I must admit, there were times when coming to work was tough.
When my organization — ACHIEVE, or Action for Health Initiatives, Inc. — was in its infancy, we lost our first group of advocates to AIDS. This was a decade ago, when affordable, life-saving medicines to treat HIV and AIDS weren’t readily available in the Philippines.
We work with Filipinos, living with HIV/AIDS, who work abroad. These are professionals, domestic workers, caregivers and others. We also help their spouses and partners, some of whom are also living with HIV/AIDS.
We spent a lot of the early years in hospitals, visiting our advocates. We had to use part of our reserve funds to cover their health care costs. Many didn’t have jobs or insurance, and their families often turned their backs on them.
The memories of those years — and of that first group of men and women — keep our mission alive today.
ACHIEVE continues to build relationships with migrant workers when they return to the Philippines from jobs in Asia, the Middle East and Europe. Upon their return, many face huge challenges: Hospitals may refuse treatment, lawyers may not defend them, and employers may not hire them.
Despite a national law – the AIDS Prevention and Control Act – that’s supposed to protect people living with HIV, discrimination persists.
That’s why we’ve focused our efforts on convincing lawyers and legal organizations to provide our advocates free legal assistance. I’m proud to say the Levi Strauss Foundation supports this important work.

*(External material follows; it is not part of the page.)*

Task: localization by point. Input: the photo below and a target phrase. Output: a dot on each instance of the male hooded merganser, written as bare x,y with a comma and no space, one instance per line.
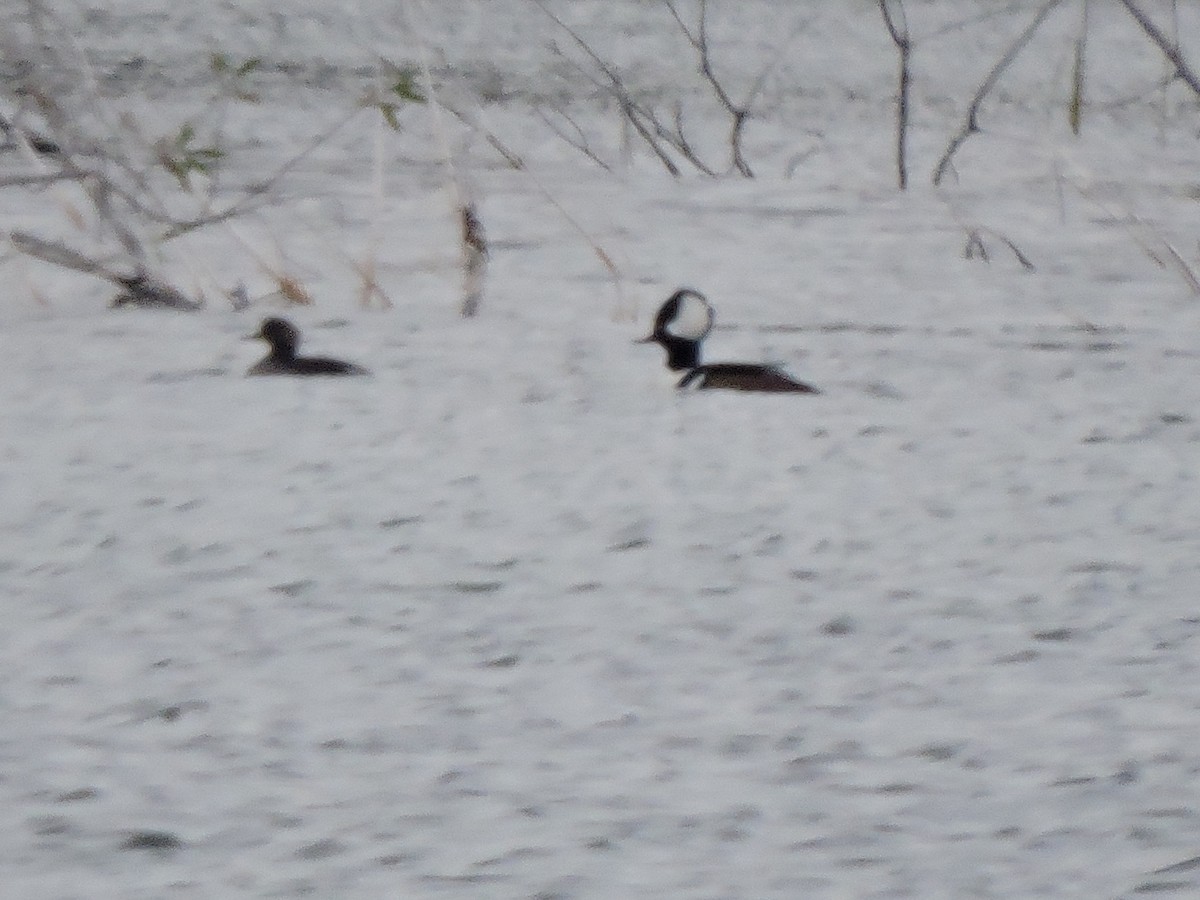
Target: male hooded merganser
682,323
285,339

In fact, the Levi Strauss Foundation has been instrumental in helping us push for HIV/AIDS policy reform. The foundation understands when people living with HIV/AIDS face discrimination, it’s a violation of their right to health care.
Right now, ACHIEVE is reviewing how Filipinos living with HIV/AIDS utilize that national law from 1998. Most don’t. Either they can’t afford legal fees or don’t trust the justice system. And some are afraid of further discrimination.
All’s not lost, though. With support from Levi Strauss Foundation and others, we are training legal groups to integrate HIV/AIDS into their legal assistance programs.
Our migrant advocates are leading healthier, longer and better lives, partly as a result of our work. It’s energizing to see many become agents of change within their own communities.
I’m motivated by the hope that ACHIEVE’s efforts will help provide access to justice for Filipinos living with HIV/AIDS. There’s a lot of work to do, but we are in it for the long haul. The Levi Strauss Foundation is, too.